The report contains information on the environment of microfinance in 55 countries among two categories, Regulatory Framework and the Supporting Institutional Framework. As yet there are no studies that indicate the scale or distribution of 'informal' microfinance organizations like ROSCA 's and informal associations that help people manage costs how to make money in microfinance weddings, funerals and sickness.

Numerous case studies have been published, however, indicating that these organizations, which are generally designed and managed by poor people themselves with little outside help, operate in most countries in the developing world. Help can come in the form of more and better-qualified staff, thus higher education is needed for microfinance institutions. This has begun in some universities, as Oliver Schmidt describes.

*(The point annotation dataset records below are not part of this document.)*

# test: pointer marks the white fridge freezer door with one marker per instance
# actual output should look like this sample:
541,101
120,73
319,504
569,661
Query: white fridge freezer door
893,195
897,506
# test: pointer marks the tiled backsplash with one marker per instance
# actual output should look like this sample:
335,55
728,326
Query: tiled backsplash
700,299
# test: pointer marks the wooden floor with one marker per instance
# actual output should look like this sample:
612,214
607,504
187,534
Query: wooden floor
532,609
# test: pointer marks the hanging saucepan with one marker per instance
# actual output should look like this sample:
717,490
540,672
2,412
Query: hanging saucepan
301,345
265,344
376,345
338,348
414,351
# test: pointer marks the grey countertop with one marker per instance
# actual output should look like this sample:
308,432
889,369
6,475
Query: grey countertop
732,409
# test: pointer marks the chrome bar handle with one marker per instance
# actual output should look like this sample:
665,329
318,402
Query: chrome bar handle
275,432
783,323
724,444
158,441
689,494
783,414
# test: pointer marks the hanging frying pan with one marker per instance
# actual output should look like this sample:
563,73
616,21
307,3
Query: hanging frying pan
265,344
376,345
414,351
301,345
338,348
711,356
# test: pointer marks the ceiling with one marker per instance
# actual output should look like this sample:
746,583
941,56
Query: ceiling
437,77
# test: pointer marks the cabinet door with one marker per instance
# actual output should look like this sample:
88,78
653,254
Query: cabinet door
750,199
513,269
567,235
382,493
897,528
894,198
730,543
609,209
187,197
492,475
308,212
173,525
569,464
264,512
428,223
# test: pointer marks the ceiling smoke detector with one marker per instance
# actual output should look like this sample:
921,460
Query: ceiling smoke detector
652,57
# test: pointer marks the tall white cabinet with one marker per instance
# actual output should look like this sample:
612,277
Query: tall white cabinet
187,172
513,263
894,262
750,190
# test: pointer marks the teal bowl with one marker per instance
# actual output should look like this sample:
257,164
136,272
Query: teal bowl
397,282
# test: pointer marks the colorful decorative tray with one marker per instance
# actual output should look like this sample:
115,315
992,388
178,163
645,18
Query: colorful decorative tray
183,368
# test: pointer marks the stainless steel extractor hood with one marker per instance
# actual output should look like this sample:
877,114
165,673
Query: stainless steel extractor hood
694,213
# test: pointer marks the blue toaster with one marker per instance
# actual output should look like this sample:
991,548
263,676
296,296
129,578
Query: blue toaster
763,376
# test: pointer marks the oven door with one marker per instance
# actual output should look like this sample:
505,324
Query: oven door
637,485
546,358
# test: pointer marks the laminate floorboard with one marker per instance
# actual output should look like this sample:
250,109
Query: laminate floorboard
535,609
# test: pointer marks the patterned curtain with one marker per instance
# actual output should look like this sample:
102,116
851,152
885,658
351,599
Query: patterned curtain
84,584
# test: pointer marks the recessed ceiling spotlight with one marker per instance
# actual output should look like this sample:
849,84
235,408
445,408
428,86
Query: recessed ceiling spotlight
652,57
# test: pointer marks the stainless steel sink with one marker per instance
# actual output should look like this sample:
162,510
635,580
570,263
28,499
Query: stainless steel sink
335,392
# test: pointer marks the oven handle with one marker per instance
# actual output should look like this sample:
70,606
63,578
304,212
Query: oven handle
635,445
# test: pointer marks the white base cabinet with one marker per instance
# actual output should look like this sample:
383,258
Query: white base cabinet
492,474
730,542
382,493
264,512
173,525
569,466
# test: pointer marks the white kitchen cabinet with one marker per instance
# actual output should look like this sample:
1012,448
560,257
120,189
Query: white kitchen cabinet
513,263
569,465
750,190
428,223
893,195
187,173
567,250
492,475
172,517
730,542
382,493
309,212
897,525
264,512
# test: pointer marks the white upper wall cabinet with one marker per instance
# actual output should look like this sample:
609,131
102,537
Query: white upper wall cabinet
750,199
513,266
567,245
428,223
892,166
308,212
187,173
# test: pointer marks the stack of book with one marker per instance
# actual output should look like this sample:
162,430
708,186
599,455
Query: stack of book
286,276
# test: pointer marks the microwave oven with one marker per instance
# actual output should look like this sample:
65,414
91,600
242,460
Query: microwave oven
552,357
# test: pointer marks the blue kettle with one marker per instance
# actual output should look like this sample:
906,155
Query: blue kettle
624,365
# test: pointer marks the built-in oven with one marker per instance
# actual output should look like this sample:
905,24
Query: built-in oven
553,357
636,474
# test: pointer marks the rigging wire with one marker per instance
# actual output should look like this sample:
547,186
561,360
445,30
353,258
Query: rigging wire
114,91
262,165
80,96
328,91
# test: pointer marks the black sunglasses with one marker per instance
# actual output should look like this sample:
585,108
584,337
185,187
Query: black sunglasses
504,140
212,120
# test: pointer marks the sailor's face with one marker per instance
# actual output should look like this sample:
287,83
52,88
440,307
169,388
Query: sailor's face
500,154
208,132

Mind the management gap. In Canada and the USmicrofinance organizations target marginalized populations unable to access mainstream bank financing. In the US and Canada, aims of microfinance include the graduation of recipients from welfare programs and an improvement in their credit rating.

In the late s, microfinance institutions developed in the United States. They served low-income and marginalized minority communities. Bythere were microfinance organizations operating in the US with lending capital. These factors incentivized the public and private supports to have microlending activity in the United States. Microfinance in Canada took shape through the development of credit unions. These credit unions provided financial services to the Canadians who could not get access to traditional financial means.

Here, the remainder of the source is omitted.